The nobility of this ambition depends on what one makes of it. If one has in mind effecting unity within the local church so that brethren can work together in peace it is a noble goal (I Corinthians 1:10). However, if one has the notion that we should work toward a unity that involves congregational alliances then one is altogether incorrect in their motives. There is no working unity beyond the local congregation. To try to establish such is to rope the individual churches into that which takes on the appearance of a denomination.
The only thing God required of us with respect to the brotherhood is to love it (I Peter 2:17). Linking them together results in the very thing being formed that so many passionately oppose -- a denominational arrangement of churches. The apostasy which led to Rome was when more than one congregation somehow found themselves under the same umbrella.
Now, this is not to say that individual apostasy is not to be opposed. The loss of a single soul is portrayed in the scriptures as a tragic thing (Luke 15:1-10). But when brethren lament the fragmenting of the sisterhood of churches and call it an apostasy, they seem to be facing it from the wrong side. Indeed, there was a falling away into sectarianism, but it was when they linked themselves together in a common collectivity of churches (whether real or imagined) not when they began to depart from it.
Congregations should be kept unlinked, autonomous, and independent. Again, the trend pointing toward an apostasy is when brethren call for brotherhood-wide concerns, fellowship, and alliances. The concerns that most of the brethren who signed the petition against Florida College's alleged softening may have been legitimate but in uniting under one banner they began to affect the very thing they most assuredly oppose -- the Church of Christ denomination -- with its proper name and its limited creed. God forbid we would do such a thing.
What troubles me most is that brethren cannot see on the one hand the very real need to preach and teach on marriage/divorce/remarriage, immodesty, etc., yet fail to see on the other hand that such problems have always existed among us but these problems are not what effect a departure from the collectivity we call the Church of Christ. To be sure there is a trend pointing to a new apostasy but its landmarks are not found among the moral weaknesses of individual saints but in our tendency to capitulate to the Devil's desire that we function denominationally; that is, as one collectivity of congregations.
You see, the reason so many are worked up over these extraneous matters as indicators of a wholesale "Church of Christ" apostasy is because they have no idea as to what the church of Christ truly is. Now, I freely admit that it is difficult to do this but try to think as if you were alive 2,000 years ago and then work to create faithfulness to the Lord without regard to what the denominational world is doing. After all, there is not one word in the New Testament that was given to contrast true Christianity with the denominationalism of that day. This in spite of the fact that there were the attendant problems of Judaizers and Gnostics.

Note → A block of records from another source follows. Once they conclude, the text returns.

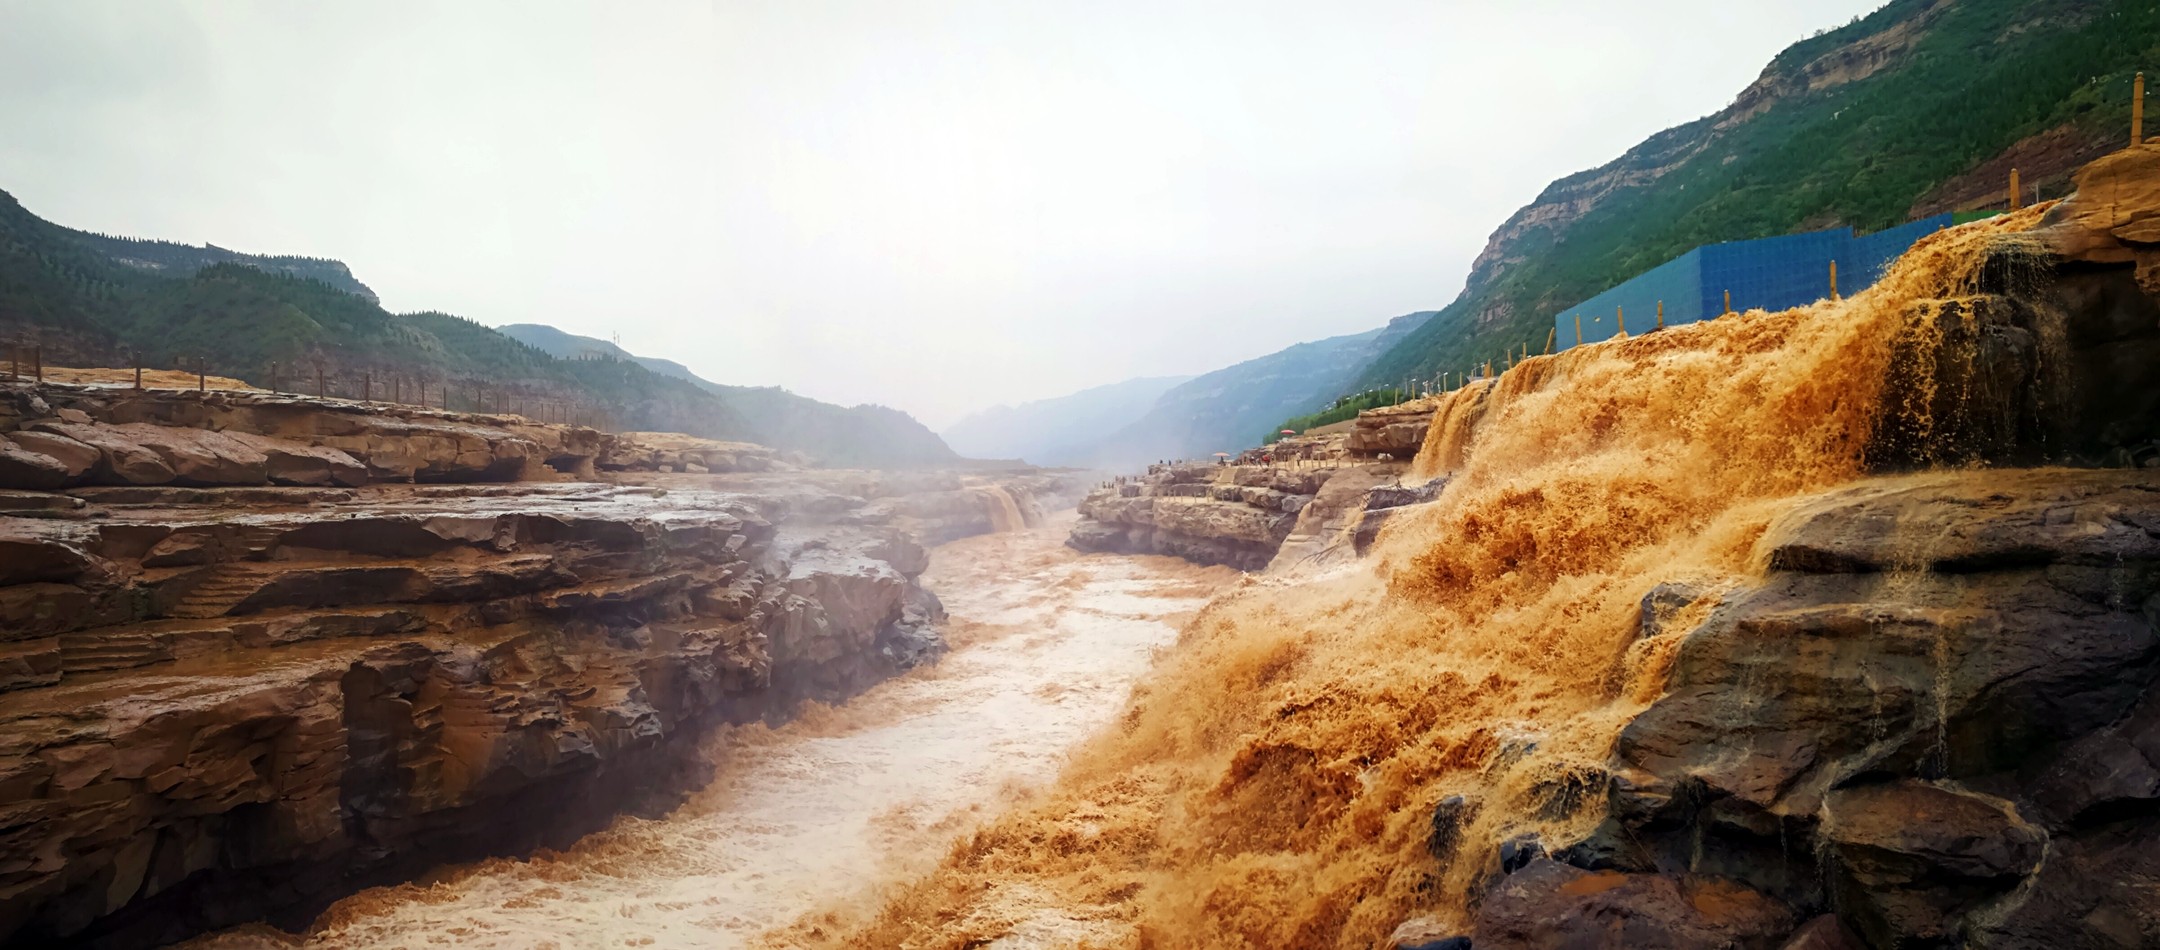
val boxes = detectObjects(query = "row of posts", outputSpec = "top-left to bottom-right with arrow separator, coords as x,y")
257,361 -> 615,428
0,346 -> 613,429
1338,71 -> 2160,428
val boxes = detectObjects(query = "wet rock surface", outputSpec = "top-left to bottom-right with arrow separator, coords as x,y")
0,404 -> 1084,948
1067,458 -> 1415,571
1475,859 -> 1796,950
1437,468 -> 2160,949
1345,401 -> 1437,458
1067,461 -> 1324,570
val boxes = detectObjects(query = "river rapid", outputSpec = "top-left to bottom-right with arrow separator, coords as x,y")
195,511 -> 1235,950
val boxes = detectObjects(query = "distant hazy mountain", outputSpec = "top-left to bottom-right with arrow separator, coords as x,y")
993,311 -> 1433,470
497,323 -> 957,468
941,375 -> 1194,465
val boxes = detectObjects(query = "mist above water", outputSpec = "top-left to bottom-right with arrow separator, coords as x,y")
192,514 -> 1235,950
826,210 -> 2049,946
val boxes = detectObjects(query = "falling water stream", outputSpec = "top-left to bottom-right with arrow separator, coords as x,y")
197,512 -> 1236,950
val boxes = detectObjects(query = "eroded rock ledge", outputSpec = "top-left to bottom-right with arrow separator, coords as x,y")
1408,469 -> 2160,949
0,390 -> 1081,948
1066,444 -> 1424,573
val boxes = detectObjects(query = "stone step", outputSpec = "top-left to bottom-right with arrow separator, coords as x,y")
167,567 -> 279,619
58,633 -> 172,673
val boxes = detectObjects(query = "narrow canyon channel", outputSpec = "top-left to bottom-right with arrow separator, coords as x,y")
194,512 -> 1236,950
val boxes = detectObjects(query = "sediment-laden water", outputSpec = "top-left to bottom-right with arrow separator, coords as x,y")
196,513 -> 1234,949
823,210 -> 2057,948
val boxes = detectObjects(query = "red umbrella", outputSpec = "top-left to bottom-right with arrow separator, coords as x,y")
1281,429 -> 1296,435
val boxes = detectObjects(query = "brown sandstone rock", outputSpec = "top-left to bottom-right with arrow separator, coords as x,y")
1823,781 -> 2042,946
0,440 -> 70,490
1068,461 -> 1345,570
1346,401 -> 1436,457
1778,916 -> 1863,950
0,464 -> 1060,947
1474,860 -> 1795,950
1619,470 -> 2160,813
8,430 -> 101,481
30,422 -> 175,484
2047,142 -> 2160,250
222,431 -> 369,487
96,423 -> 272,485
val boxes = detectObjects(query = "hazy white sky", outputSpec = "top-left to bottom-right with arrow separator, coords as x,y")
0,1 -> 1881,427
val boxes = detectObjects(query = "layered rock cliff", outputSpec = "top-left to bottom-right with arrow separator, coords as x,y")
0,388 -> 1075,948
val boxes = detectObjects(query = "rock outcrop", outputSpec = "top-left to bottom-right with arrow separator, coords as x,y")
1344,400 -> 1438,458
1422,469 -> 2160,949
1067,462 -> 1335,570
596,430 -> 800,474
0,385 -> 612,488
0,479 -> 958,948
1397,147 -> 2160,950
1071,410 -> 1440,572
0,389 -> 1084,948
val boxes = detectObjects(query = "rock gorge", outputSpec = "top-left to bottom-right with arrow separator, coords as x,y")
0,383 -> 1082,948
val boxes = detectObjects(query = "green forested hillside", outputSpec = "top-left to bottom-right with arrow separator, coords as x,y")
497,323 -> 957,467
1360,0 -> 2156,390
0,188 -> 967,466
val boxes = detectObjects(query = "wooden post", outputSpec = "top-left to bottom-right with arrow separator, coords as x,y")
2136,72 -> 2147,147
1483,360 -> 1492,378
2009,168 -> 2022,211
133,352 -> 142,390
314,362 -> 325,398
268,361 -> 278,392
32,346 -> 41,384
197,357 -> 206,392
1830,260 -> 1840,301
1574,314 -> 1583,346
393,376 -> 401,403
1723,290 -> 1732,316
1544,327 -> 1556,355
9,345 -> 16,381
1616,307 -> 1627,339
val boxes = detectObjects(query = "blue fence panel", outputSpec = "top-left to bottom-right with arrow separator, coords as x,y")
1701,227 -> 1846,317
1553,248 -> 1702,348
1847,214 -> 1953,286
1551,214 -> 1959,352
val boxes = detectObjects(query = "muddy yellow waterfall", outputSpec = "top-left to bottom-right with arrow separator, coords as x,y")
823,209 -> 2056,947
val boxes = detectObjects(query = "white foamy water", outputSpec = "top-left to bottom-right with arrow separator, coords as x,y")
199,513 -> 1231,950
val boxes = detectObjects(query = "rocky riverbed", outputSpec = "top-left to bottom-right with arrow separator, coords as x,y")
181,513 -> 1234,949
0,385 -> 1086,948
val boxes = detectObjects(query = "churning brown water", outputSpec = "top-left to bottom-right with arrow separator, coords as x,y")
196,512 -> 1235,949
824,209 -> 2056,948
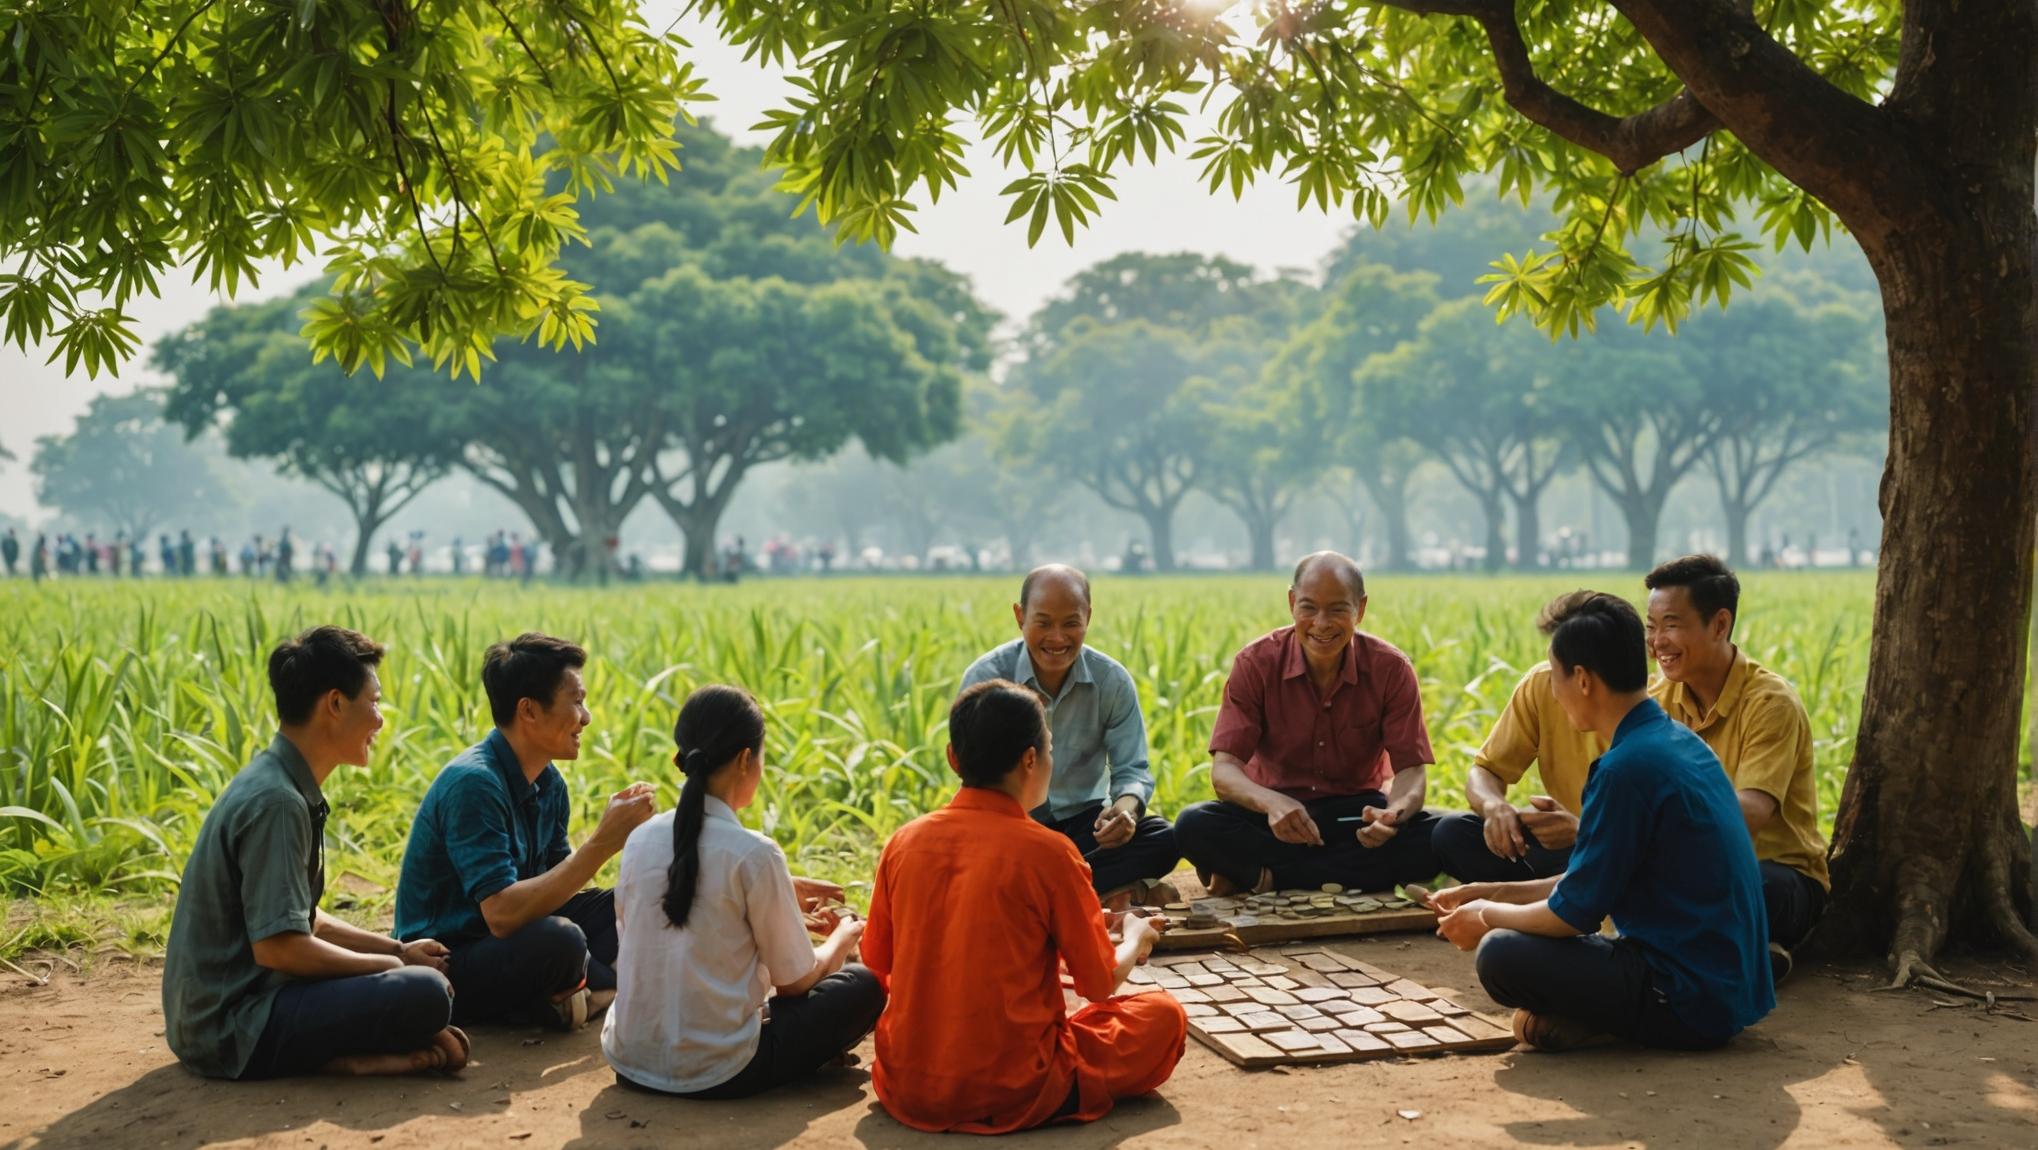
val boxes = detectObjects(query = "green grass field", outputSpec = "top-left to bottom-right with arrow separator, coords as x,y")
0,571 -> 1955,956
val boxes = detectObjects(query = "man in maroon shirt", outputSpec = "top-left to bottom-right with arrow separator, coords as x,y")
1175,552 -> 1442,895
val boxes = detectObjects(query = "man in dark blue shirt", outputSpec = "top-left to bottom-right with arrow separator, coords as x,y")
1431,591 -> 1772,1051
396,633 -> 658,1028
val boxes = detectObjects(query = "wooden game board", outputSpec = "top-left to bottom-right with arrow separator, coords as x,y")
1127,947 -> 1516,1067
1145,888 -> 1437,951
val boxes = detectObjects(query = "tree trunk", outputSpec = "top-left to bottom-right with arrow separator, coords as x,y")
1825,189 -> 2038,978
1723,495 -> 1752,570
1145,508 -> 1176,573
348,531 -> 376,578
1511,489 -> 1543,571
1620,496 -> 1660,571
1246,509 -> 1277,571
1479,492 -> 1506,572
1380,486 -> 1412,572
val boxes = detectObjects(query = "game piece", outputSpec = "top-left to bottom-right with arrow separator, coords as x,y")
1385,978 -> 1435,1000
1181,1003 -> 1219,1018
1205,985 -> 1249,1004
1265,1030 -> 1320,1052
1200,1016 -> 1246,1034
1348,987 -> 1396,1006
1244,987 -> 1300,1006
1336,1029 -> 1392,1053
1299,1015 -> 1343,1033
1235,1011 -> 1290,1032
1172,987 -> 1212,1004
1212,1032 -> 1285,1063
1380,1000 -> 1443,1024
1263,975 -> 1300,991
1294,987 -> 1349,1003
1385,1029 -> 1441,1051
1154,887 -> 1437,951
1275,1004 -> 1322,1020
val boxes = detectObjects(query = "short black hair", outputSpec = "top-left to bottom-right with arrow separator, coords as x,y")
948,679 -> 1048,788
1291,551 -> 1366,601
482,632 -> 588,728
268,626 -> 385,725
1019,564 -> 1092,612
1644,554 -> 1740,635
1537,591 -> 1648,693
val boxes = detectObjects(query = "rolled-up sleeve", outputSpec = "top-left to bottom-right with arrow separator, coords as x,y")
236,795 -> 317,942
440,779 -> 520,905
1378,654 -> 1435,770
1103,666 -> 1156,808
1473,668 -> 1545,786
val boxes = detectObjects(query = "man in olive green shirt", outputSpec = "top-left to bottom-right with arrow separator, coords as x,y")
164,626 -> 469,1078
1435,556 -> 1828,978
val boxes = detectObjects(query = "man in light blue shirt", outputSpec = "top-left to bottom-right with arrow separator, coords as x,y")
959,565 -> 1180,907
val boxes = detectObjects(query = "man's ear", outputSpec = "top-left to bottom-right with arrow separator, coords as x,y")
945,743 -> 961,777
1012,602 -> 1025,631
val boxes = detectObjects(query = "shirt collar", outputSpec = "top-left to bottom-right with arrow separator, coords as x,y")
1280,625 -> 1361,687
946,786 -> 1029,819
1012,641 -> 1094,698
1610,697 -> 1669,748
268,732 -> 327,812
704,794 -> 740,825
484,728 -> 549,803
1663,647 -> 1746,726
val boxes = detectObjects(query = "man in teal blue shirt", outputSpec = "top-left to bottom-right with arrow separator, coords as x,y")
164,626 -> 467,1078
1431,591 -> 1772,1051
960,565 -> 1179,907
396,632 -> 658,1028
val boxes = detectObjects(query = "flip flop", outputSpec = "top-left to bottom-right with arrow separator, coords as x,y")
549,984 -> 591,1031
434,1026 -> 472,1075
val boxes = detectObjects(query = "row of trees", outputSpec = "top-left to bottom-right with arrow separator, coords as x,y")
158,126 -> 992,577
1004,243 -> 1884,573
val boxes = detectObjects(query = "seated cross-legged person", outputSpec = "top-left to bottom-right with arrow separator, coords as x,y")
1175,552 -> 1441,895
604,685 -> 882,1099
960,564 -> 1180,909
865,680 -> 1187,1134
1433,592 -> 1773,1052
1431,661 -> 1598,883
1644,555 -> 1830,978
164,626 -> 468,1079
395,632 -> 658,1028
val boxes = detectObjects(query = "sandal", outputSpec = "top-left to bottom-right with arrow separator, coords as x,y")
550,983 -> 592,1031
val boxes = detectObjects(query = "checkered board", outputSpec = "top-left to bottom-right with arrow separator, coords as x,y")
1145,889 -> 1437,952
1128,947 -> 1516,1067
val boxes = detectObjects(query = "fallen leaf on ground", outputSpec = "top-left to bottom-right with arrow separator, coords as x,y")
1396,1109 -> 1422,1121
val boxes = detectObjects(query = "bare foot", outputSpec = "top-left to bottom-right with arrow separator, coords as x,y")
433,1026 -> 472,1073
321,1046 -> 446,1077
586,988 -> 617,1018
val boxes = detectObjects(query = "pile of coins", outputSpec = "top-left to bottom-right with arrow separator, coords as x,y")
1152,884 -> 1418,932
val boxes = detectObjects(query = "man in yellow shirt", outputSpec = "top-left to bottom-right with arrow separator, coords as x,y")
1433,555 -> 1829,979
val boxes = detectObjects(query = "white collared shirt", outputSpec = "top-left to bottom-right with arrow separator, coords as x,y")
601,796 -> 816,1092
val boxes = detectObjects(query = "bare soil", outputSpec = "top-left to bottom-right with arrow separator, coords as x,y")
3,935 -> 2034,1150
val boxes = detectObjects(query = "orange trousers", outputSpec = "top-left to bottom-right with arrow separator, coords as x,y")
1062,992 -> 1188,1127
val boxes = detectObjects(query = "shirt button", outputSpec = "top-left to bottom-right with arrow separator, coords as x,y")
1317,740 -> 1324,747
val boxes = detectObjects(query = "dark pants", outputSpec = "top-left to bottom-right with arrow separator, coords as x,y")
446,888 -> 618,1025
1475,930 -> 1727,1051
243,966 -> 454,1079
1034,803 -> 1181,895
1431,810 -> 1574,883
617,966 -> 886,1100
1762,861 -> 1826,950
1174,793 -> 1441,892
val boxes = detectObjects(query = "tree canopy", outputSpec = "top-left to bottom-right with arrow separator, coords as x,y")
2,0 -> 700,379
30,390 -> 230,539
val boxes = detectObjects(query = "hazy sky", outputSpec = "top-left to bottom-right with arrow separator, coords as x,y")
0,6 -> 1353,522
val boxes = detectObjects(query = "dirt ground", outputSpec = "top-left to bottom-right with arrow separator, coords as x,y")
3,934 -> 2034,1150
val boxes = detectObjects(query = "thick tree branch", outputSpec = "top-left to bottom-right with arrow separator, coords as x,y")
1374,0 -> 1718,174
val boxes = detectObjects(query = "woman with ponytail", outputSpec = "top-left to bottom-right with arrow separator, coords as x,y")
602,685 -> 882,1098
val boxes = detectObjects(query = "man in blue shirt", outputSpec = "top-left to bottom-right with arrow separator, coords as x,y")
959,565 -> 1179,907
1431,591 -> 1772,1051
396,632 -> 660,1029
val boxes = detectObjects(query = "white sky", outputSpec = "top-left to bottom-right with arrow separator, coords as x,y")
0,5 -> 1352,522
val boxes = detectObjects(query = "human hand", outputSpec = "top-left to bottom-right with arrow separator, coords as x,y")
1265,794 -> 1323,845
398,938 -> 451,972
1518,796 -> 1578,851
593,783 -> 658,851
1093,803 -> 1138,850
1356,805 -> 1401,849
1122,913 -> 1164,962
829,916 -> 866,960
1428,882 -> 1498,913
1482,802 -> 1529,861
1435,900 -> 1494,951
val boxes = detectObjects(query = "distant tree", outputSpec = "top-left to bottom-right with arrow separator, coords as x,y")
1682,281 -> 1888,566
1362,300 -> 1568,571
1546,328 -> 1722,570
1265,263 -> 1442,569
159,293 -> 461,575
1199,309 -> 1317,570
31,391 -> 229,540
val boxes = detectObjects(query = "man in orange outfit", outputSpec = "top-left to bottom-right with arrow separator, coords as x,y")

Truly alert saints know that the church universal is made up of baptized believers and not congregations. When we seek to foment the boundaries of a united church-hood then we have succumbed to the very error we stand so vigorously opposed to. That is, yielding to a denominational view of the church. Those who wave the banner of fearing "trends which point to a new apostasy" seem to be fearing a breakup of the sisterhood of churches into warring factions. In this, they are calling for stricter rules governing fellowship within this coterie of congregations. Brethren, there is no fellowship between churches (not even in the matter of benevolence as so many contend). For that reason, we do not need to fashion creeds nor call for the withdrawal of fellowship. Let us recognize the same independence of churches that the seven churches of Asia had. To wit, not one word is given to any of them to mark or withdraw from any other. Similarly, although letters were exchanged between churches (see Colossians 4:16), there is no evidence that Colossae was to fear the goings-on at Laodicea or vice versa.